The episode refers to the fear that the Pisan soldiers showed, “temer li fanti”, in front of the numerous Florentine army, “veggendo sè tra nemici cotanti”, after negotiating their surrender in Caprona, “ch’uscivan patteggiati di Caprona”.
Here's what Villani (a historian from the first half of the 14th century) says about this enterprise:
“Nel detto anno 1289 del mese d’agosto, i Lucchesi feciono oste sopra la città di Pisa colla forza de’ Fiorentini, che v’andarono quattrocento cavalieri di cavallate, e duemila pedoni di Firenze, e la taglia di loro e dell’altre terre di parte guelfa di Toscana, e andarono insino alle porte di Pisa, a fecionvi i Lucchesi correre il palio per la loro festa di San Regolo, e guastarla intorno in venticinque dì che vi stettono ad oste, e presono il castello di Caprona, e guastarlo”.
(In the said year 1289 in the month of August, the people of Lucca fought against the city of Pisa with the force of the Florentines, who went there with four hundred cavalrymen and two thousand Florentine pawns, and the bounty of them and of the other lands of the Guelph part of Tuscany, and went as far as the gates of Pisa, to make the Lucchese run the palio for their feast of San Regolo, and spoil it around in twenty-five days that they stayed there as host, and took the castle of Caprona, and spoil it). (G. Villani. Croniche, VII, 137)

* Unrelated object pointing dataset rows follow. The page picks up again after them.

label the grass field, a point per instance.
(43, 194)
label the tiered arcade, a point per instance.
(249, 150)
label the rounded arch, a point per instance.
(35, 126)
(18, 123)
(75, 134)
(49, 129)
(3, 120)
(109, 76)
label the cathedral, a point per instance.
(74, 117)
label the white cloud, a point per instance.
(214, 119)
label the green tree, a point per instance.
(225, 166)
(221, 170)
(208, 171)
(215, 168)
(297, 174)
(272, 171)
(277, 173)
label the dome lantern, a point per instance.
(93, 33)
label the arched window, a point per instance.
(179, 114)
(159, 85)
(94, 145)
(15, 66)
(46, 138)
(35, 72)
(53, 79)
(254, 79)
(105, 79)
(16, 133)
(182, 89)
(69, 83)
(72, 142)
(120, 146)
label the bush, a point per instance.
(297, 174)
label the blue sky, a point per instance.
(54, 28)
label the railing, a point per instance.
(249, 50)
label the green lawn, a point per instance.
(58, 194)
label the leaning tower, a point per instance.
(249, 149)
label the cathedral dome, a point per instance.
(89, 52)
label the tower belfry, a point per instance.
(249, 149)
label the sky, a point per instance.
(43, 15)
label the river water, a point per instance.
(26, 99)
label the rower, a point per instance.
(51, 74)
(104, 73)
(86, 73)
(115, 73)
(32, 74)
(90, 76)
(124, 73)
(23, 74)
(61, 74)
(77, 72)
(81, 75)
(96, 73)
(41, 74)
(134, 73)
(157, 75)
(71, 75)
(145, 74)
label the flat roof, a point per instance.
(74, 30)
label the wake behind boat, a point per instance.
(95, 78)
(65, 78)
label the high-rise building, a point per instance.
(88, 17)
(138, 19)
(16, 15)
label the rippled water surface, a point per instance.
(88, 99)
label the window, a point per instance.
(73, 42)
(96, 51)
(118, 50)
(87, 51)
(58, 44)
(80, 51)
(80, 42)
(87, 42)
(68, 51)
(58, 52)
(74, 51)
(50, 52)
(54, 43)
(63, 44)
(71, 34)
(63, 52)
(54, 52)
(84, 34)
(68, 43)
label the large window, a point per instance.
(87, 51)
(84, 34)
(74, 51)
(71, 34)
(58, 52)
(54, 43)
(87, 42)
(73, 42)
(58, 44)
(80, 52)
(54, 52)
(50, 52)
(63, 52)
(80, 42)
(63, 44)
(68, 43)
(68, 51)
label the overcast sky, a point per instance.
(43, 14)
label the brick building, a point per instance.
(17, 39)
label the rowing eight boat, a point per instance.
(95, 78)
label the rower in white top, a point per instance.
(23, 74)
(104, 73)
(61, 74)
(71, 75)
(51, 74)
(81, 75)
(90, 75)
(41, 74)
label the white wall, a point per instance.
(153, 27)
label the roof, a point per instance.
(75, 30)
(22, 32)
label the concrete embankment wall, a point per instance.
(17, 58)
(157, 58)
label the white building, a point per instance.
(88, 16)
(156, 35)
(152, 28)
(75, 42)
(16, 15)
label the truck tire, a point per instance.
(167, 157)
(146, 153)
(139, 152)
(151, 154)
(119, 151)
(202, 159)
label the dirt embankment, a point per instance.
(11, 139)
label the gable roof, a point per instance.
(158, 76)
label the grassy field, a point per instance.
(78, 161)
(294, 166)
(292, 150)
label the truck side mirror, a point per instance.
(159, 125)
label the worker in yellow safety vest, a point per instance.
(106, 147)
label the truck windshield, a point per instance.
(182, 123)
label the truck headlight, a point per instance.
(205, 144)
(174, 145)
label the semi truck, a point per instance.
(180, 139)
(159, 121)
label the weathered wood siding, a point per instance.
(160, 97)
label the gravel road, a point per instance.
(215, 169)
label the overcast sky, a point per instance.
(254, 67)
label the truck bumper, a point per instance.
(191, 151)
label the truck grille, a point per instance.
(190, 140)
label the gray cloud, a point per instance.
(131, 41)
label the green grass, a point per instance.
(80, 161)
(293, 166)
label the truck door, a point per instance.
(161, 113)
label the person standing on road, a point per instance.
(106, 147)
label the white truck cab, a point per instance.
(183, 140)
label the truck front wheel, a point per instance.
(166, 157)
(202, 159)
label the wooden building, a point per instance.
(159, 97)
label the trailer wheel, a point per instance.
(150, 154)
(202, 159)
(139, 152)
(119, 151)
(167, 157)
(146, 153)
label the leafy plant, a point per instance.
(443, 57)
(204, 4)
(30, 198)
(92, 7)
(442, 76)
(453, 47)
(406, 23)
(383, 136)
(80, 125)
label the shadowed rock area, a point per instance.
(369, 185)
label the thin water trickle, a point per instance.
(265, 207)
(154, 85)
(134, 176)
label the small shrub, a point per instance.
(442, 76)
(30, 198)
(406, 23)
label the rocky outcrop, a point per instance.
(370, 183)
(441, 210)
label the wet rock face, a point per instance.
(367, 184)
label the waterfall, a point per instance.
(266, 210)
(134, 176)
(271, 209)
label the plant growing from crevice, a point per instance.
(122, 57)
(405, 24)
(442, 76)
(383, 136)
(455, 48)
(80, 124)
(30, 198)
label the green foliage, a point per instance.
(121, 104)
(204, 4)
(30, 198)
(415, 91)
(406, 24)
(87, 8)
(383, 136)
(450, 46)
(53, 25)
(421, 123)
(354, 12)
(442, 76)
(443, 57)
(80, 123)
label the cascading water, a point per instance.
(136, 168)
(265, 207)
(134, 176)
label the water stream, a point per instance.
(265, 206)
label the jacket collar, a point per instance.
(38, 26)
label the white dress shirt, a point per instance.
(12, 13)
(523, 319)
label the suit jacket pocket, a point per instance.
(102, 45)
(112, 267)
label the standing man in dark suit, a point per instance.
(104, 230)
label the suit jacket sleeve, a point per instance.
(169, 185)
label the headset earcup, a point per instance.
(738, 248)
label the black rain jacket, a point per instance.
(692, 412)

The fight for the Fortress of Caprona had begun in spring: it was first occupied by Nino Visconti -captain of the Pisan Guelph exiles and allied to Lucca - and then reconquered by Guido da Montefeltro. The Florentines were not ready to bring a fast backing up to the army of Lucca, as they were involved in a war with Arezzo. After defeating the Arezzo army at Campaldino(July 1289), they were able to divert part of their army and direct it towards Pisa's confines. The Poet was among the four hundred cavalrymen that allowed Nino Visconti to win back the Castle (August 16th) after a three day siege.